I have been pretty quiet about the elections in the US. This is because in addition to recently catching up with what is going on I have had a lot to consider before writing anything except for a simple article explaining a simple situation. I have also always maintained that the course a nation takes is largely predetermined by circumstances, accidents of geography, and social realities. This leaves little room for the influence of one man — in this case Barak Obama — to have much effect, and indeed reality will be imposed upon him and we will soon see his policies and views change significantly. Obama will be dealing with — and expected to be at least on par with — the likes of Putin, Merkel, Sarkozy, Hu Jintao, the Ayatollahs and a host of other highly experienced persons of power who will not be moved by charisma or any childish notions of “change” that are not strictly to their benefit and often America’s specific detriment. A similar process will unfold in the Congress. That being considered, I did not view the election campaign itself or its outcome to be of significance, as the course they must take is largely already determined.

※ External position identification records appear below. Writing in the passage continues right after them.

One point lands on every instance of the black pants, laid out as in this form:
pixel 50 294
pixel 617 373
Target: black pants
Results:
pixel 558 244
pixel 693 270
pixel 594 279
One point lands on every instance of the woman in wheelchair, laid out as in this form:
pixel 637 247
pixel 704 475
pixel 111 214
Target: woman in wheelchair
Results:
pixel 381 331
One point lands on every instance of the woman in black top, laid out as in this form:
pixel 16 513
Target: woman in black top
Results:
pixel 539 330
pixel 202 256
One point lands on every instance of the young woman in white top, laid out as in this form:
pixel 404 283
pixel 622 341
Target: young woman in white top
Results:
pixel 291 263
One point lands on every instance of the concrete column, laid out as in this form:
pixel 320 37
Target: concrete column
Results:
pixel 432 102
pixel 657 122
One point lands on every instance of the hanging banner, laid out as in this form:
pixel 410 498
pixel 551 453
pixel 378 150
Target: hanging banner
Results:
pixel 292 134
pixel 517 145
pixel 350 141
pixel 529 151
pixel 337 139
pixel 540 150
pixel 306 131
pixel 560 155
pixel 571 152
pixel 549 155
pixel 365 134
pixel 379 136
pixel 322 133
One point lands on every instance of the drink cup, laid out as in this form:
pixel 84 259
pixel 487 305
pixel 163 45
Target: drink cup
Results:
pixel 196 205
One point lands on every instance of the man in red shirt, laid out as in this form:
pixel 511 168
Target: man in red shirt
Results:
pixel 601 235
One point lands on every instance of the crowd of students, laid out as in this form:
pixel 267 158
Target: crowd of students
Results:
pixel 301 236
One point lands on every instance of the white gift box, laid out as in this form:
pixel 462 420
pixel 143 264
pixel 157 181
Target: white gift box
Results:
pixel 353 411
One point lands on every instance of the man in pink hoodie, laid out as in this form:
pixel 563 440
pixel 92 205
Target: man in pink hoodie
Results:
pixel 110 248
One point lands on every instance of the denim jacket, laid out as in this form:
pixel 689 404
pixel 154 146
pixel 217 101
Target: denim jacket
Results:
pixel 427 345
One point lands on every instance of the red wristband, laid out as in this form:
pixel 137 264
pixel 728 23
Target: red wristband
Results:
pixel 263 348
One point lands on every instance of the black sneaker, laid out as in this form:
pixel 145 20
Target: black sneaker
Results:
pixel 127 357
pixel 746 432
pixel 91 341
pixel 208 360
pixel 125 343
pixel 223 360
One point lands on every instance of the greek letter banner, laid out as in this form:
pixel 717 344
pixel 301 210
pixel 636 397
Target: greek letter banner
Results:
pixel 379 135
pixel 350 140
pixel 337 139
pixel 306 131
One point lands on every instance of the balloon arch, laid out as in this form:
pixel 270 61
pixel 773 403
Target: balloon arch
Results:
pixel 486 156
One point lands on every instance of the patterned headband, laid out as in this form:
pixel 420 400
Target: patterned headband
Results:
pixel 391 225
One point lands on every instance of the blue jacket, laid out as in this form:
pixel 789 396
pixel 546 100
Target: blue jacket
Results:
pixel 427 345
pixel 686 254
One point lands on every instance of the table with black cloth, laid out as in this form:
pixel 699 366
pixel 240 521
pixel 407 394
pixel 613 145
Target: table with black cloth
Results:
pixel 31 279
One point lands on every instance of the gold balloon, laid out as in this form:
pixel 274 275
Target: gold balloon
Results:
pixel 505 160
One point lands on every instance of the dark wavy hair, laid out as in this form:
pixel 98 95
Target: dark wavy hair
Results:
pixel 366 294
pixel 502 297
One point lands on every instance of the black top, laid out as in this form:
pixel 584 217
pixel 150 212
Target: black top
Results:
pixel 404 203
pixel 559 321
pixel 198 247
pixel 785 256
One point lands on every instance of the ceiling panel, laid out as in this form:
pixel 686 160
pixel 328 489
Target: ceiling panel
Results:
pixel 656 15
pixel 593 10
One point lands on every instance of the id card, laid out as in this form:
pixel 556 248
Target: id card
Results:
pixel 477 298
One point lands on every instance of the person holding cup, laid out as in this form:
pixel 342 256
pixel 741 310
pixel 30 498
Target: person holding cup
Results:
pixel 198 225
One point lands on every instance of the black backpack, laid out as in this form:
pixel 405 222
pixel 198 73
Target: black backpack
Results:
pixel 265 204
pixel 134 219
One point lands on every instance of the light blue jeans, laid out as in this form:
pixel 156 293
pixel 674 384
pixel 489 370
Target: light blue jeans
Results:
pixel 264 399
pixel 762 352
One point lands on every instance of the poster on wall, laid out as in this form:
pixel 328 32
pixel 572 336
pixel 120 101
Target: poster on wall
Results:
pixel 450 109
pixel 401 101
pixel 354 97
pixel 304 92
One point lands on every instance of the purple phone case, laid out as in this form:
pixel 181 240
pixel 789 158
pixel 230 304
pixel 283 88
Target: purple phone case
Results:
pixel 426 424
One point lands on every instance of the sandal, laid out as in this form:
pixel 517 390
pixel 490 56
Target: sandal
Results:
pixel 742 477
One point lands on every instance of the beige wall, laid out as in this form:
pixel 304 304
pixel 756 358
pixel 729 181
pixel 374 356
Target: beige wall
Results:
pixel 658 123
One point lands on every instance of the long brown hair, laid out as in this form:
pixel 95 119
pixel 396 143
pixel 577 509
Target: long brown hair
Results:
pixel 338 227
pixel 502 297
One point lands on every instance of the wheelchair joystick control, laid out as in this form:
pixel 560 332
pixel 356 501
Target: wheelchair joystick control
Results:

The Democrats have been elected, proving that they have mastered the art of saying the right things in public to get elected and convincing the media to frame them in the desired way. Now it is time to deal with reality and we will soon see how masterful they are at playing the actual game of geopolitical balance while trying to appear to live up to their campaign promises. It is very easy to say radical things, make broad sweeping gestures and produce emotionally pleasing sounds about some entirely undefined and ambiguous “change” when you are in the minority of Congressional and Executive power. Once you are actually in control, however, you must obey the laws of reality or risk sinking your ship.

Reality will be imposed upon the next version of the American government in three ways which differ significantly from the general public view of how government works:

  1. The roles of the President, the Congress, the Treasury and the Judiciary (i.e. Supreme Court) vary significantly from the way the public tends to imagine them to be.
  2. Government finance and the way the economy functions are grossly misunderstood by the public.
  3. The effects of competing foreign interest is almost always not only misunderstood but greatly discounted when understood by the public.

That being said, the Democrats have a desire to be in power. They are power hungry. That is why they have formed a political party — to gain and maintain as much power as possible over the workings of the United States. That means also that they desire to have the US be powerful itself. This means they do not wish to preside over the decline and demise of the US as a global superpower, the only meaningful military power left in the world and the only national economic entity sufficiently diversified enough to weather the current financial turmoil without panic. Here it should be noted that there is absolutely no distinction between economic and military power — they are deeply related, particularly in the case of the US, and are two sides of the same coin in the view of powerful statesmen and leaders. To maintain the base of American power in the world it will be fundamentally necessary to behave in a way which is in direct contradiction to campaign promises.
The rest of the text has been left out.